Has anyone ever used a Aristo 29351 motor block to scratch build a steam loco? It seems like the wheels are easy to swap. If so, what might be a decent source? From there, I'm up to the challenge to build the drive rods, cylinders, et al.









John


----------



## jonathanj (Jan 24, 2008)

From memory the wheels/axles on the 29351 have the same taper fitting as those on the six axle diesel block and the pacific and mike blocks (I know for sure the last three are all compatible) - so you could get spare mike or pacific wheels from aristo themselves, though they're bigger and would increase the gearing. Haven't got the exact numbers to hand, but the mike wheels are about 1-7/8" (48mm) and the pacific ones about 2-1/2" (62mm) 

J.


----------



## Michael Glavin (Jan 2, 2009)

A likley consideratoin as mentoined above will be the gear ratio if you swap out the stock wheels with taller drivers typical of a steam locomotive. What engine are you modeling and what size driver do you want to use? A simpler approach maybe a two axle steamer motor block from LGB. 

Michael


----------



## Totalwrecker (Feb 26, 2009)

The wheels on the 0-4-0 are 2" tread to tread with the usual ac flange. They offered them as replacements for a bad run and might be easier to get. 
Looks like you might have to modify your bolster on the truck to clear the flanges.... or go with blind drivers... heh heh, just kidding. 

John


----------



## W3NZL (Jan 2, 2008)

*I see no reason off-hand that U couldn't do that, but using existing wheels with that motor *
*block **would **give U some awfully "tall" gearing... I did a very similar thing with the 3 axle *
*diesel block (29355) a while back... I built a 3 axle switcher from 2 of the AC 0-4-0 units, *
*utilizing the rear 2/3s of one, and the front 2/3s of the other... I used the original 0-4-0 *
*wheels, machined to fit the 29355 axle tapers... The gearing worked out almost perfect*
*with that combination, wheel base is a bit long, but I can live with that... If I can get them *
*posted, here is a couple pics of what I wound up with... The little dude performs very well *
*too...*
*Paul R...*


----------



## jnic (Jan 2, 2008)

Thanks for the replies. I want to scratch build a Falk:









I want to be as accurate as possible. The wheel spacing and size on the Aristo 29351 look pretty close (albeit scale unknown) so larger wheels as suggested here would look pretty clumsy. I'll probably use the Hartland I have on hand and just rebuild the cylinders, steam chests, rods, drivers, etc.

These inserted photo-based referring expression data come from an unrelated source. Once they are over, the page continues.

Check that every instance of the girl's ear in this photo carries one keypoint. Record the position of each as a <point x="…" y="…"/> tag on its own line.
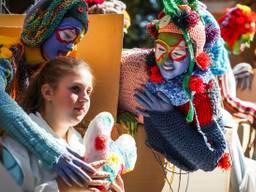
<point x="47" y="92"/>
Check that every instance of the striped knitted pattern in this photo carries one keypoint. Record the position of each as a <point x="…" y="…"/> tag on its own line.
<point x="169" y="134"/>
<point x="42" y="22"/>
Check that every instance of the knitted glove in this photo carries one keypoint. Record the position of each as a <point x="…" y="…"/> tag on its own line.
<point x="71" y="168"/>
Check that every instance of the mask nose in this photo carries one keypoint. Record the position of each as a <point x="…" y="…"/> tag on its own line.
<point x="70" y="46"/>
<point x="168" y="63"/>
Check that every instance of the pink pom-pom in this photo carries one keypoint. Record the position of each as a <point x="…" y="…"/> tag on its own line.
<point x="196" y="84"/>
<point x="193" y="19"/>
<point x="225" y="161"/>
<point x="101" y="143"/>
<point x="203" y="61"/>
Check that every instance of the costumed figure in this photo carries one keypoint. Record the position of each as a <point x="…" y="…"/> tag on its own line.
<point x="237" y="29"/>
<point x="180" y="76"/>
<point x="51" y="28"/>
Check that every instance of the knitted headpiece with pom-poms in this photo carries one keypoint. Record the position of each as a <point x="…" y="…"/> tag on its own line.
<point x="184" y="19"/>
<point x="45" y="16"/>
<point x="237" y="21"/>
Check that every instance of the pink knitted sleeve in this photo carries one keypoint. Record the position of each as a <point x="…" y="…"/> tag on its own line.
<point x="133" y="75"/>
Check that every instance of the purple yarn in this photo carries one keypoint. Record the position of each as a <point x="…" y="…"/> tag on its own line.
<point x="212" y="34"/>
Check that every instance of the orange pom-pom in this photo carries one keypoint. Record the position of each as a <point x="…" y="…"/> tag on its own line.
<point x="196" y="84"/>
<point x="155" y="75"/>
<point x="203" y="61"/>
<point x="225" y="161"/>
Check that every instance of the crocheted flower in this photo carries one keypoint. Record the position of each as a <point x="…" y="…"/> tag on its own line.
<point x="5" y="53"/>
<point x="100" y="143"/>
<point x="182" y="20"/>
<point x="196" y="84"/>
<point x="203" y="61"/>
<point x="80" y="9"/>
<point x="155" y="75"/>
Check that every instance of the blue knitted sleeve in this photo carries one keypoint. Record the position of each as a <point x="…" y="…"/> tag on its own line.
<point x="19" y="125"/>
<point x="170" y="134"/>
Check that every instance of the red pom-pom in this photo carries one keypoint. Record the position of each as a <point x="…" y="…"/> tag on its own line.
<point x="155" y="75"/>
<point x="225" y="162"/>
<point x="193" y="19"/>
<point x="196" y="84"/>
<point x="152" y="30"/>
<point x="203" y="61"/>
<point x="100" y="143"/>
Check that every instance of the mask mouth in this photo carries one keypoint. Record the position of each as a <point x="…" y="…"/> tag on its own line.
<point x="168" y="66"/>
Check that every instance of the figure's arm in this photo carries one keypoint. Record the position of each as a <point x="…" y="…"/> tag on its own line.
<point x="167" y="130"/>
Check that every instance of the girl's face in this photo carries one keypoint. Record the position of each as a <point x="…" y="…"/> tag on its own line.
<point x="171" y="55"/>
<point x="64" y="38"/>
<point x="70" y="101"/>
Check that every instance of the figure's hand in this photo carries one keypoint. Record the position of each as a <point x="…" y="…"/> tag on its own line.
<point x="243" y="73"/>
<point x="72" y="169"/>
<point x="150" y="102"/>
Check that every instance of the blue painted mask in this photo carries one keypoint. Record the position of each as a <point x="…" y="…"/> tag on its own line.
<point x="63" y="39"/>
<point x="171" y="55"/>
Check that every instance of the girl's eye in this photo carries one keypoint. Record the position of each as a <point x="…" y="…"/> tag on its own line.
<point x="89" y="92"/>
<point x="75" y="89"/>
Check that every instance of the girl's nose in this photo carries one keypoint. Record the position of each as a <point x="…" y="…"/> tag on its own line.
<point x="84" y="97"/>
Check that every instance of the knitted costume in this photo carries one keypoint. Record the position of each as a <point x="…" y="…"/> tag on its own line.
<point x="16" y="68"/>
<point x="163" y="133"/>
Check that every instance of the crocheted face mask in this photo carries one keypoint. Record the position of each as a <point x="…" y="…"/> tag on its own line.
<point x="171" y="55"/>
<point x="64" y="38"/>
<point x="243" y="42"/>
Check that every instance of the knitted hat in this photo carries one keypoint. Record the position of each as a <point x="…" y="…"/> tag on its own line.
<point x="237" y="21"/>
<point x="178" y="17"/>
<point x="45" y="16"/>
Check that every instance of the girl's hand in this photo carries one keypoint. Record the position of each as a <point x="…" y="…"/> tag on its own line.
<point x="72" y="169"/>
<point x="150" y="102"/>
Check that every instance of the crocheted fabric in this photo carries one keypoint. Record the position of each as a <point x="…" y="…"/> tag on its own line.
<point x="169" y="134"/>
<point x="237" y="21"/>
<point x="133" y="75"/>
<point x="46" y="16"/>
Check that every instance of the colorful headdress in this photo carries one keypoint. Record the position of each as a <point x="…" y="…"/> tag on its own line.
<point x="178" y="17"/>
<point x="45" y="16"/>
<point x="237" y="21"/>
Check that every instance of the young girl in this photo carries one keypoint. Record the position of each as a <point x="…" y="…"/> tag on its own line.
<point x="57" y="99"/>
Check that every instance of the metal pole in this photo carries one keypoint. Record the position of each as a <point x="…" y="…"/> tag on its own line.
<point x="1" y="8"/>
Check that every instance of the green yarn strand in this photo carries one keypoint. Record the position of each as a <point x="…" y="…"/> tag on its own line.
<point x="170" y="7"/>
<point x="190" y="115"/>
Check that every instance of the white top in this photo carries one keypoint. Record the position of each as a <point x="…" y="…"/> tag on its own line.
<point x="38" y="178"/>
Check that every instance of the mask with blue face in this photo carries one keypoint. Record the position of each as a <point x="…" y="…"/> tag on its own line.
<point x="64" y="38"/>
<point x="171" y="55"/>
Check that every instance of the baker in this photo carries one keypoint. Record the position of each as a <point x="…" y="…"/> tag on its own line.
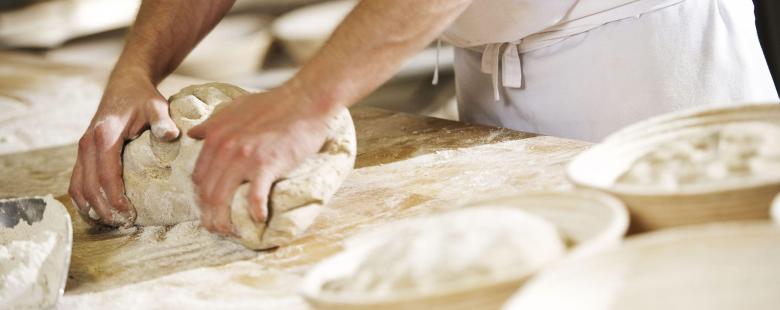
<point x="570" y="68"/>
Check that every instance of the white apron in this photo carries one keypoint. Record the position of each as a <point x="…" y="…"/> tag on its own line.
<point x="583" y="69"/>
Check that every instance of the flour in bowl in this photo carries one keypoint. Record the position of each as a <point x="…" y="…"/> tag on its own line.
<point x="29" y="259"/>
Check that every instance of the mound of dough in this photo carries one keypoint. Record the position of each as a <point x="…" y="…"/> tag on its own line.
<point x="453" y="249"/>
<point x="157" y="174"/>
<point x="711" y="155"/>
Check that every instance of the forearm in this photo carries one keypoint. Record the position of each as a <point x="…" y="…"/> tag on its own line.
<point x="164" y="32"/>
<point x="370" y="46"/>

BTW, the only drawings I have on hand are those in the William M. Harris book. I understand that there were drawings in NG&SL back in 1988 and in Timber Beast in 1985 but I have been unable to lay my hands on either. If someone has these, I like to get copies.


----------



## Michael Glavin (Jan 2, 2009)

Paul, 

Thats a nice looking switcher, well done... 

Michael


----------



## Michael Glavin (Jan 2, 2009)

I roughly scaled your Falk's photo, looks like 40" drivers... 

Michael


----------